We beg to disagree with the reviewer that between-subjects designs are deviating from the golden standard in oxytocin studies, and believe biases in randomization cannot account for our results. First, we now described the randomization procedure more fully (subsection “Procedure”), emphasizing that participants were measured not only on demographics, but also on current mood and psychological variables. We showed that individuals in the four groups (Attacker/Defender x Oxytocin/Placebo) did not differ in demographic information, mood change, and prosocial-related traits (Supplementary file 1. Supplementary Tables 1A, 1B). Second, several meta-analysis studies have summarized the behavioral (Van IJzendoorn, Bakermans-Kranenburg, 2012; Shahrestani, et al., 2013) and neural (Wang, et al., 2017) effects of oxytocin. For example, in the meta-analysis of oxytocin behavioral effects (van IJzendoorn and Bakermans-Kranenburg, 2012, Table 1), among the 31 studies examining the effects of intranasal oxytocin on face recognition, trust to in-group, and trust to out-group members, 10 studies adopted within-subjects design whereas the majority (i.e., 21 studies) employed between-subjects designs for oxytocin and placebo administration. Shahrestani and colleague summarized 7 studies examining effects of intranasal oxytocin on emotion and face recognition, all of which employed between-subjects design (Shahrestani, et al., 2013). Similarly, we summarized the neural effects of intranasal oxytocin in our recent meta-analysis of oxytocin-fMRI studies published before March 2017 (Wang et al., 2017). There were 50 fMRI studies intranasally administering oxytocin in healthy individuals, of which 29 employed between-subject design (21 studies employed within-subject design, Table S1 in Wang et al., 2017). We believe that between-subject designs is often used and producing reliable and replicable results for the oxytocin/placebo contrast, as we found here too.

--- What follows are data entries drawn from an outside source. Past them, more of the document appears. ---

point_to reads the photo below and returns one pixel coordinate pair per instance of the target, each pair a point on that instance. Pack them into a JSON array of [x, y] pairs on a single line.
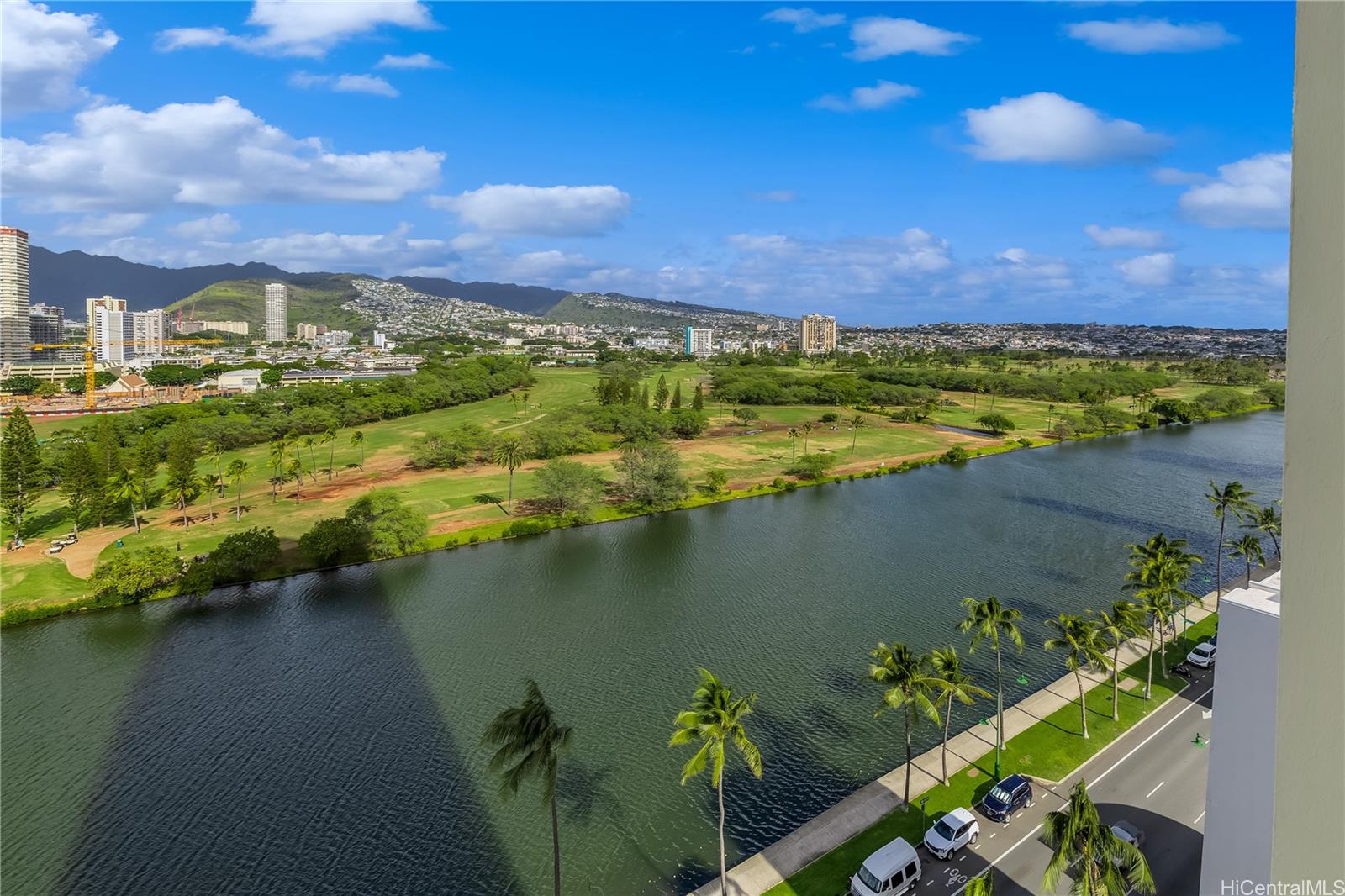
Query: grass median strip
[[1051, 750]]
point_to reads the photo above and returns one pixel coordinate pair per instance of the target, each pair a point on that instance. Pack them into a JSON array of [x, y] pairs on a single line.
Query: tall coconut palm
[[1248, 548], [1230, 499], [1120, 625], [1106, 865], [857, 423], [214, 452], [125, 486], [955, 685], [1268, 519], [277, 466], [1084, 646], [356, 440], [715, 720], [529, 743], [237, 472], [329, 439], [907, 681], [989, 620], [510, 455]]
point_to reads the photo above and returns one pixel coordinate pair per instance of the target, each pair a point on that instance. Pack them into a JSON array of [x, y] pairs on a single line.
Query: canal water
[[320, 735]]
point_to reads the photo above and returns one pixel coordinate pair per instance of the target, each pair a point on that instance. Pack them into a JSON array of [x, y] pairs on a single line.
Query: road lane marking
[[1161, 728]]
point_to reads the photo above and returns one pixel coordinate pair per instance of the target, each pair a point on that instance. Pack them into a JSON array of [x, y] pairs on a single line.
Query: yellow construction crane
[[91, 400]]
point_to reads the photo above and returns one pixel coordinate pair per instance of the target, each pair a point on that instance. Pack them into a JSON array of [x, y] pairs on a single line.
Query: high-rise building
[[817, 334], [46, 324], [15, 323], [277, 311], [147, 329], [699, 342]]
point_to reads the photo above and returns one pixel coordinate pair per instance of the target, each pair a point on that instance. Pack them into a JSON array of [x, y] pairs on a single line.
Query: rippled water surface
[[320, 735]]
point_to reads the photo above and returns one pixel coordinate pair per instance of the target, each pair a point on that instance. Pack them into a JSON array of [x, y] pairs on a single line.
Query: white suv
[[1203, 656], [952, 833]]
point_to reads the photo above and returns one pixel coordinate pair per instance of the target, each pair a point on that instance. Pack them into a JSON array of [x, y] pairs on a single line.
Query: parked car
[[1005, 798], [1129, 833], [952, 833], [1203, 656], [891, 871]]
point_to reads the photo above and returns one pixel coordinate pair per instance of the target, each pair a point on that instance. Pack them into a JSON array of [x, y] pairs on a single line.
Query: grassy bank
[[1051, 750]]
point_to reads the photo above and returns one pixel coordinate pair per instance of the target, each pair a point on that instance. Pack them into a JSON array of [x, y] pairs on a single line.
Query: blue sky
[[889, 163]]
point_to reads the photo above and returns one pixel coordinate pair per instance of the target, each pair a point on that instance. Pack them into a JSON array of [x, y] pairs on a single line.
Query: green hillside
[[313, 299]]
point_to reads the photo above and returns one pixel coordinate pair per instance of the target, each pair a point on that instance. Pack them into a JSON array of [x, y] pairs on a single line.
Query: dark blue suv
[[1005, 798]]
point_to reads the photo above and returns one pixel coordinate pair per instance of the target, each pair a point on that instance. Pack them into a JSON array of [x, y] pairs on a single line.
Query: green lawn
[[1051, 750]]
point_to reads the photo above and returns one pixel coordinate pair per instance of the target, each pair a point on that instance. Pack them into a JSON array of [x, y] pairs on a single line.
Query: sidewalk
[[876, 799]]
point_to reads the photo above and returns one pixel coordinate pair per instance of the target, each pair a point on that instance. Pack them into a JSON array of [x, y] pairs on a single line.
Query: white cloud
[[42, 53], [1150, 35], [881, 37], [345, 84], [1125, 237], [208, 228], [1251, 192], [385, 255], [303, 29], [198, 154], [109, 225], [867, 98], [804, 19], [414, 61], [1157, 269], [1170, 177], [1047, 127], [551, 212]]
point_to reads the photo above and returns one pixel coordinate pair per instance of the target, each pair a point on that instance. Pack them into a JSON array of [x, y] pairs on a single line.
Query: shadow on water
[[291, 752]]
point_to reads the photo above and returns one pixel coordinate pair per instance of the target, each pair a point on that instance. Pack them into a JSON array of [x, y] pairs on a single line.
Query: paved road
[[1154, 777]]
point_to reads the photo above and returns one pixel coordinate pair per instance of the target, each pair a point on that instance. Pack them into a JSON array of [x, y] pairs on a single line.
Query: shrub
[[811, 466], [954, 455], [134, 575]]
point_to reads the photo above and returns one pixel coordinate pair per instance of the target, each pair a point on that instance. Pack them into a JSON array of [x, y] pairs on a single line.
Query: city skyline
[[873, 161]]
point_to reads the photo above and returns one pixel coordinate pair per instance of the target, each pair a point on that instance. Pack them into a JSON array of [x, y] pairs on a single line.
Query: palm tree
[[215, 452], [1248, 548], [490, 499], [907, 680], [857, 423], [982, 884], [1120, 625], [509, 454], [715, 720], [955, 685], [125, 486], [1106, 865], [989, 620], [356, 440], [529, 744], [1268, 519], [1084, 646], [296, 472], [277, 466], [235, 472], [329, 439], [1230, 499]]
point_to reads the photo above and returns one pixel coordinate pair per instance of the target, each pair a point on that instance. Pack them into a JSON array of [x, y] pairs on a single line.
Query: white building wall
[[1241, 794]]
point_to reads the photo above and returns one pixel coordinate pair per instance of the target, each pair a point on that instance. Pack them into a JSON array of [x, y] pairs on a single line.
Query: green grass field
[[1051, 750]]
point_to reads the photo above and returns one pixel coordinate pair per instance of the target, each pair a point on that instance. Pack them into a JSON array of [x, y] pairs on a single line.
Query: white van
[[891, 871]]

In sum, the authors have collected an impressive sample and the study is complex and well-analyzed. The conceptual frame should fit the study design and alternative explanation must be carefully considered before contribution of the findings can be considered. As frames, the conclusions of the study are not supported by the data and design and may be misleading.

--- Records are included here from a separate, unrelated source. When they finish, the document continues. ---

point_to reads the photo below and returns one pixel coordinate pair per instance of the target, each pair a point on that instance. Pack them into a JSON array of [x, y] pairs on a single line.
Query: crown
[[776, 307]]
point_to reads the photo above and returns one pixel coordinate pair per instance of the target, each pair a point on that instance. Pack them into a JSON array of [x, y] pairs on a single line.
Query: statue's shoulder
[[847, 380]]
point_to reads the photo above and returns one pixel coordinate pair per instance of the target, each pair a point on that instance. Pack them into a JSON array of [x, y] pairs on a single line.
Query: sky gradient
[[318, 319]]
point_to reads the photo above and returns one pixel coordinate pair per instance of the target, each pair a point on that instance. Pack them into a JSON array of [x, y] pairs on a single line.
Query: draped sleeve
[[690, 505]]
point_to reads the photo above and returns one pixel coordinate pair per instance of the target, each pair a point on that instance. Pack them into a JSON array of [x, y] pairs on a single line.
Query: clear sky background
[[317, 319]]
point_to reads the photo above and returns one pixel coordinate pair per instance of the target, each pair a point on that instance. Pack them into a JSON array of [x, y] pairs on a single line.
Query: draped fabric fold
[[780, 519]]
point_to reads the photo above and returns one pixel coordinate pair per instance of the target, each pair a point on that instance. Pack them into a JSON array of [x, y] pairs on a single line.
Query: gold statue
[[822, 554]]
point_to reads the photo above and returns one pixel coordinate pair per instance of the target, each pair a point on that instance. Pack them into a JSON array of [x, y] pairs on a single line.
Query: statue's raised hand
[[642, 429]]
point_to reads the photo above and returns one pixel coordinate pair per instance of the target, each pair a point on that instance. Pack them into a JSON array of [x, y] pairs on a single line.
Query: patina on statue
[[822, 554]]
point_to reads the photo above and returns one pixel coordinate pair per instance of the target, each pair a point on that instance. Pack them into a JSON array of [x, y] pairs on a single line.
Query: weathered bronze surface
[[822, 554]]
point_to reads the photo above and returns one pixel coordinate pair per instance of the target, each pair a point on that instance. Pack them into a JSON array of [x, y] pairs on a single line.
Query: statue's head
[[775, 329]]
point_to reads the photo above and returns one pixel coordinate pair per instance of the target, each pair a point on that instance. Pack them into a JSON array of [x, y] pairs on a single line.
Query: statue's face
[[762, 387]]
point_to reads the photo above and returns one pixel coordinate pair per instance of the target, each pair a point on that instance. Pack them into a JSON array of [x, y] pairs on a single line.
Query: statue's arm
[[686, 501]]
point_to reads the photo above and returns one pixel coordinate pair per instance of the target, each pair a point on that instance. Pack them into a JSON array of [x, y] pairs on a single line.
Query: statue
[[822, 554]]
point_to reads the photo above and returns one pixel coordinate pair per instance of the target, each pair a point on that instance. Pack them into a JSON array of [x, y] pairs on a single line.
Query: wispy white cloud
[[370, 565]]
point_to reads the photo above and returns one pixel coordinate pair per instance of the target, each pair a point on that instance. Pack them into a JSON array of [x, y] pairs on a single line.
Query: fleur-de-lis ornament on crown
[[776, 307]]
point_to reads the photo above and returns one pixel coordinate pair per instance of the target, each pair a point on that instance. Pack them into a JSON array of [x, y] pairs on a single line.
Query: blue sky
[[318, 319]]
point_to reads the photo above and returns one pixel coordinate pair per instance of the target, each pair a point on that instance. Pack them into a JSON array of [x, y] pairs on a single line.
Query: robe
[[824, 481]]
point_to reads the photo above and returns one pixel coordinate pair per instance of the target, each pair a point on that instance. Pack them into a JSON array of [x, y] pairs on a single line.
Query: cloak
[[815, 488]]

Additional data files and statistical comments:

No need for more data. The study does not measure behavioral synchrony under conflict and there is a great gap between measuring the degree of sameness in how much individuals contributed (or didn’t contribute) and the survival evolutionary frame, war rituals, and action coordination the authors invoke to support the findings. In the current frame and design, the conclusions are misleading.

We hope that our revisions clarify what we did, and what we can conclude from our results. We thank the reviewer, once again, for challenging us to provide a crisper and more factual manuscript.